Wochenimpuls

Nicht ohne Mutter Kirche

Schwestern und Brüder,

wann sterben Sie? Wo sterben Sie? Wie sterben Sie? Auf diese Fragen haben wir alle keine Antworten. Gleichwohl spüren wir, dass uns diese Fragen bewegen, bedrängen und beängstigen. Und wenn ich Sie frage: Wohin sterben Sie?, ist die Verwunderung zu recht groß. Denn wohin sterben wir wohl, als dem Grab, dem Ende, dem Tod entgegen. „Der Tod ist wie der Mond. Niemand hat seinen Rücken gesehen," sagt ein afrikanisches Sprichwort. Wir sehen den Tod immer nur von vorn. Wir sehen ihn nicht von der Seite, wenn er an uns vorübergeht. Wir sehen ihn nicht von hinten, wenn er an uns vorbeigegangen ist. Wir sehen ihn immer nur von vorn. Er kommt ein Leben lang auf uns zu. Und wenn er da ist, sind wir weg. Aber wohin sind wir?
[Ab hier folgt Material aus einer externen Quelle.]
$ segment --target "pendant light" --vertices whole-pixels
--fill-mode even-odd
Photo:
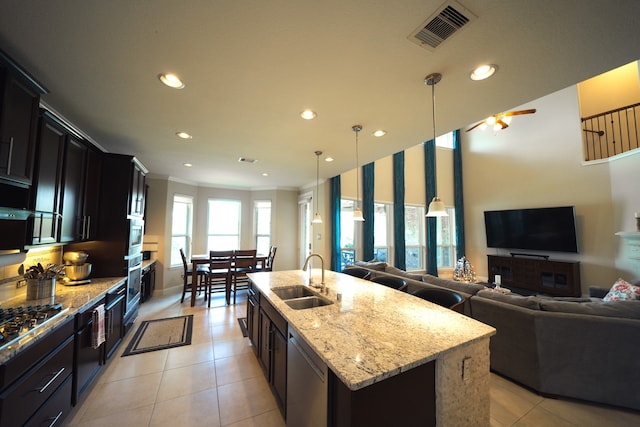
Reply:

Auf diese existentielle Frage gibt uns der christliche Glaube eine tiefe Antwort: An Ostern feiern wir die Auferweckung Christi: Gott lässt seinen Sohn Jesus Christus nicht im Tod, sondern erweckt ihn zu neuem Leben. An Christi Himmelfahrt feiern wir die Heimkehr des Sohnes zum Vater. Christus ist der erste am Ziel: Bei Gott. Christi Himmelfahrt zieht Maria Himmelfahrt nach sich: Der Sohn Gottes holt die Mutter Gottes zu sich ins Leben. Maria ist der erste Mensch und das erste Geschöpf vollendet bei Gott. Wo Maria bereits ist und lebt, dorthin sind wir Christen noch unterwegs: Zu Gott. Christus ist dabei Orientierung: „Ich bin der Weg und die Wahrheit und das Leben. Niemand kommt zum Vater außer durch mich" (vgl. Joh 14, 6). Die Kirche, die Pfingsten gegründet wird, ist Weggemeinschaft, Wahrheitsgemeinschaft und Lebensgemeinschaft: Sie geht auf dem Weg, der Christus ist. Sie verkündet und bezeugt die Wahrheit des Evangeliums. Sie speist uns mit dem österlichen Leben, das kein Tod mehr töten kann. Sie leitet uns im Leben, Leiden, Sterben und im Tod, damit wir das Ziel, Gott selbst, erreichen. Diese Sorge um uns, Gottes Kinder, macht die Kirche zur Mutter: Mutter Kirche! Die Kirche ist unsere geistliche Mutter, die mit uns schwanger geht. Der Kirchenraum ist der Mutterleib, in dem wir mit dem Wort Gottes, dem Brot Gottes, dem Leben Gottes genährt werden und auf Gott hin wachsen. Erst im Tode werden wir abgenabelt von Mutter Kirche, wenn sie uns in die Ewigkeit Gottes hineingebiert und uns seinem Urteil unterstellt. Der Tod ist die Geburt in Gott hinein: „Wer heimkehrt zum Herrn," hat der heilige Hieronymus gesagt, „bleibt in der Gemeinschaft der Gottesfamilie. Er ist uns nur vorausgegangen." In dem bedenkenswerten Lied GL 465 lautet das so:

„Das Jahr lehrt Abschied nehmen schon jetzt zur halben Zeit.
Wir sollen uns nicht grämen, nur wach sein und bereit,
die Tage loszulassen und was vergänglich ist,
das Ziel ins Auge fassen, das du, Herr, selber bist.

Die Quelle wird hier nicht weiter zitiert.